O que Paulo expressa nesse
primeiro capítulo é que, apesar do pecado, do diabo, da carne e do
mundo, não estamos perdidos no universo. Há um plano de redenção e Ele
se chama Jesus. O poder de Deus se convergiu nele, e ele está entre nós.
Quando
compreendemos mal o Evangelho, e o igualamos à Igreja, corrermos o
risco de proclamarmos denominações, igrejas locais, logomarcas e
pregadores, pensando que com isto estamos evangelizando. Não há
verdadeira evangelização sem a apresentação de Jesus Cristo, Sua vida,
morte, ressurreição e paixão por nos salvar.
Um dos
textos que mais sintética e profundamente expõe o Evangelho foi escrito
por Paulo quando afirmou: “Pois não me envergonho do Evangelho, porque é
o poder de Deus para a salvação de todo aquele que crê, primeiro do
judeu e também do grego”. (Rm 1.16).
Em primeiro lugar
esta afirmação deixa bem claro que o Evangelho jamais será derrotado,
pois o Evangelho é Cristo. Sofrerá oposição e seus pregadores serão
perseguidos. Será questionado e deixaram de nele crer. Porém jamais
derrotado, pois o Evangelho vivo, que é Cristo, é o poder de Deus.
Em
segundo lugar, o Evangelho não é o plano da Igreja para a salvação do
mundo, mas o plano de Deus para a salvação da Igreja. O que valida a
Igreja é o Evangelho, não o contrário. Se a Igreja deixa de seguir o
Evangelho, de seguir a Cristo, deixa de ser Igreja, ou Igreja de Cristo.
Em
terceiro lugar, o Evangelho não deve ser apenas compreendido e vivido.
Ele se manifestou entre nós para ser pregado pelo povo de Deus. Paulo
usa essa expressão diversas vezes. Aos Romanos, ele diz que se esforça
para pregar o Evangelho (Rm 15:20). Aos Coríntios, ele diz que não foi
chamado para batizar, mas para pregar o Evangelho (1 Co 1.17). Diz
também que pregar o Evangelho é sua obrigação (1 Co 9.16).
Devemos
proclamar o Evangelho – lançar as sementes – a tempo e fora de
tempo. Provérbios 11 nos encoraja a lançar todas as nossas sementes,
“... pela manhã, e ainda à tarde não repouses a sua mão”. Essa expressão
de intensidade e constância nos ensina que devemos trabalhar logo
cedinho – quando animados e dispostos – e quando a noite se aproximar, o
cansaço e as limitações chegarem, ainda assim não deixar de semear.

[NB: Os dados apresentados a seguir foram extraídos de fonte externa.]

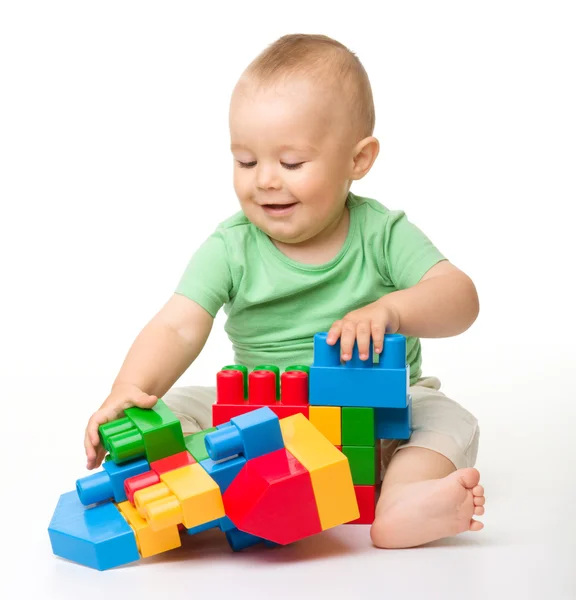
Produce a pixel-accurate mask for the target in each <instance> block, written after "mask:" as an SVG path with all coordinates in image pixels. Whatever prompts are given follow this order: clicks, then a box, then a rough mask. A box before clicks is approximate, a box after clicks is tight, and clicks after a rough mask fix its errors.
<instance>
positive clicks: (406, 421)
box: [374, 394, 412, 440]
mask: <svg viewBox="0 0 576 600" xmlns="http://www.w3.org/2000/svg"><path fill="white" fill-rule="evenodd" d="M374 416H375V420H376V438H377V439H379V440H408V439H410V436H411V435H412V396H411V395H410V394H408V401H407V406H406V408H377V409H375V411H374Z"/></svg>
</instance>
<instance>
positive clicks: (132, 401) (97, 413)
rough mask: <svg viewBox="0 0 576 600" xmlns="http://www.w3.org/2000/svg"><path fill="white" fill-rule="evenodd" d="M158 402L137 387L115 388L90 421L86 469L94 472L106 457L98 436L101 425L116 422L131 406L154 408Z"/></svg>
mask: <svg viewBox="0 0 576 600" xmlns="http://www.w3.org/2000/svg"><path fill="white" fill-rule="evenodd" d="M157 401H158V397H157V396H150V395H149V394H147V393H146V392H143V391H142V390H141V389H140V388H139V387H136V386H135V385H119V386H115V387H114V389H113V390H112V392H111V393H110V395H109V396H108V398H106V400H104V403H103V404H102V406H101V407H100V408H99V409H98V410H97V411H96V412H95V413H94V414H93V415H92V416H91V417H90V420H89V421H88V426H87V427H86V434H85V436H84V448H85V450H86V458H87V463H86V468H87V469H90V470H92V469H95V468H96V467H99V466H100V465H101V464H102V461H103V460H104V456H105V455H106V450H105V449H104V447H103V446H102V444H101V443H100V436H99V435H98V427H100V425H103V424H104V423H108V422H110V421H114V420H115V419H117V418H118V417H120V415H122V413H123V412H124V411H125V410H126V409H127V408H130V407H131V406H138V407H139V408H152V407H153V406H154V405H155V404H156V402H157Z"/></svg>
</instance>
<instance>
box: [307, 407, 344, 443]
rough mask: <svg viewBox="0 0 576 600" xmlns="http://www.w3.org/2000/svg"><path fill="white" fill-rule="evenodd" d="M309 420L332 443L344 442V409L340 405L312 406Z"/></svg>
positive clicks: (310, 408)
mask: <svg viewBox="0 0 576 600" xmlns="http://www.w3.org/2000/svg"><path fill="white" fill-rule="evenodd" d="M309 420H310V423H312V425H314V427H316V429H317V430H318V431H319V432H320V433H321V434H322V435H323V436H324V437H325V438H326V439H327V440H328V441H330V443H332V444H334V445H335V446H338V445H340V444H342V409H341V408H340V407H339V406H311V407H310V416H309Z"/></svg>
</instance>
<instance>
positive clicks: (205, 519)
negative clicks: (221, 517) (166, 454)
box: [160, 463, 225, 529]
mask: <svg viewBox="0 0 576 600" xmlns="http://www.w3.org/2000/svg"><path fill="white" fill-rule="evenodd" d="M160 479H161V480H162V482H163V483H165V484H166V485H167V486H168V488H169V489H170V491H171V492H172V493H173V494H174V495H175V496H176V498H178V500H179V502H180V505H181V506H182V514H183V520H182V522H183V523H184V527H186V528H187V529H190V528H191V527H196V526H197V525H202V524H203V523H207V522H208V521H213V520H214V519H219V518H220V517H223V516H224V515H225V512H224V503H223V502H222V494H221V493H220V488H219V487H218V484H217V483H216V482H215V481H214V480H213V479H212V477H210V475H208V473H207V472H206V471H205V470H204V468H203V467H202V466H201V465H200V464H198V463H196V464H193V465H186V466H185V467H181V468H180V469H174V470H173V471H168V472H166V473H162V475H160Z"/></svg>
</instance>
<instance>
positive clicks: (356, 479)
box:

Fala-nos sobre a perseverança na caminhada e no serviço. É preciso
obedecer mesmo quando o sol se põe.
Jim Elliot,
missionário entre os Auca do Equador na década de 50, afirmou que “ao
chegar o dia da nossa morte, nada mais devemos ter a fazer, a não ser
morrer”. Observemos nossa vida e lancemos a semente, cumprindo a
missão.
Não importa mais o que façamos em nossas
iniciativas missionárias, é preciso pregar o Evangelho. A pregação
abundante do Evangelho, portanto, não é apenas o cumprimento de uma
ordem ou uma estratégia missionária, mas o reconhecimento do poder de
Deus.
Somos lembrados por Paulo a jamais nos envergonharmos
do Evangelho que um dia no abraçou, pois é o poder de Deus revelado, a
maior expressão de Seu amor por nós. O Evangelho é Jesus.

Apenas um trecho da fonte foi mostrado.